Hace unas semanas, los tablones de anuncios de las parroquias de San José y el Sagrado Corazón (la Iglesiona) recogían un escrito en el que se pedía a los feligreses que no dieran limosna a las personas que se colocan a la puerta de las iglesias porque, en la mayoría de los casos, «es perder dinero y privar de esa ayuda a los que están verdaderamente necesitados». Según los párrocos de ambas iglesias, estas personas deben recibir ayuda por parte de centros especializados, como el albergue Covadonga o la Cocina Económica. Esta opinión es masivamente compartida por las personas encargadas de la atención a los «sin techo». «Uno de nuestros objetivos es intentar que estas personas tengan una segunda oportunidad», asegura Cueto. Sin embargo, no siempre la reinserción en la sociedad es sencilla. «Hay personas que por su edad o por enfermedad, han perdido ya casi toda esperanza», dice Julia Castro.
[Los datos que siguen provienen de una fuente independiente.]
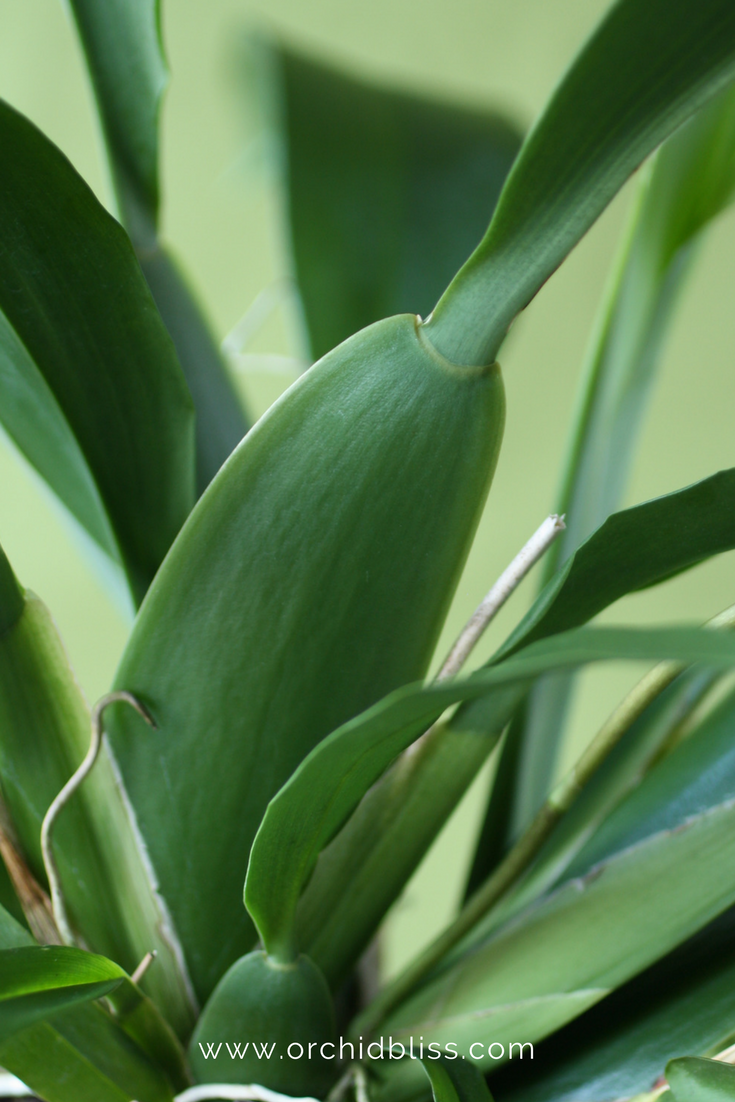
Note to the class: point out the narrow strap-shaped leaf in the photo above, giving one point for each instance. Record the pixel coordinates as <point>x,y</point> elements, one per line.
<point>84,353</point>
<point>364,871</point>
<point>294,598</point>
<point>125,53</point>
<point>455,1080</point>
<point>648,66</point>
<point>631,550</point>
<point>582,941</point>
<point>326,788</point>
<point>83,1056</point>
<point>38,982</point>
<point>685,1002</point>
<point>122,44</point>
<point>106,877</point>
<point>387,192</point>
<point>692,1079</point>
<point>690,182</point>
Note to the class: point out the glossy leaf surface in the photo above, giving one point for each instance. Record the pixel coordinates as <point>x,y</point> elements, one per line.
<point>388,193</point>
<point>685,1002</point>
<point>695,1080</point>
<point>328,785</point>
<point>311,580</point>
<point>647,67</point>
<point>366,867</point>
<point>582,941</point>
<point>122,44</point>
<point>454,1080</point>
<point>38,982</point>
<point>689,183</point>
<point>83,1056</point>
<point>107,883</point>
<point>90,388</point>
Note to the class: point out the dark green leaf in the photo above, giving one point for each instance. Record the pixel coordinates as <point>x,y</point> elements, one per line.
<point>387,192</point>
<point>365,870</point>
<point>695,1080</point>
<point>38,982</point>
<point>83,1057</point>
<point>104,871</point>
<point>311,580</point>
<point>685,1002</point>
<point>648,66</point>
<point>89,385</point>
<point>330,782</point>
<point>122,44</point>
<point>577,944</point>
<point>454,1080</point>
<point>689,183</point>
<point>220,421</point>
<point>125,54</point>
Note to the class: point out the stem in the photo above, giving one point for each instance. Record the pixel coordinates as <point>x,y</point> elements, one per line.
<point>519,857</point>
<point>509,581</point>
<point>67,791</point>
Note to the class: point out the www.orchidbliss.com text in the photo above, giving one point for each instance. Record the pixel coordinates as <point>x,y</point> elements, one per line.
<point>376,1050</point>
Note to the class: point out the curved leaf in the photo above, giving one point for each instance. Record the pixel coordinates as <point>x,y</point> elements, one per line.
<point>122,44</point>
<point>312,577</point>
<point>695,1080</point>
<point>364,871</point>
<point>387,192</point>
<point>689,183</point>
<point>453,1080</point>
<point>105,873</point>
<point>38,982</point>
<point>327,786</point>
<point>685,1002</point>
<point>85,355</point>
<point>648,66</point>
<point>585,939</point>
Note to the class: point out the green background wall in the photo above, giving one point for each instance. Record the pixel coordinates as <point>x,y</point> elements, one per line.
<point>222,216</point>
Por eso, la labor de trabajadores sociales, voluntarios y religiosos dedicados a los más pobres, lejos de perder peso, recobra ahora la fuerza que imponen los nuevos retos. «Todo el mundo debería pasar al menos un día de su vida con esta gente», asegura María Sela Cueto. «Es una lección de humildad permanente», añade. Quizás por eso a ella siempre le gusta decir que «no hay que marcar diferencias entre ellos y nosotros, todos podemos caer algún día, y es más fácil de lo que parece». Más aún si se tiene en cuenta que la pobreza, como la sociedad, está en constante transformación y es una noria que no para de girar.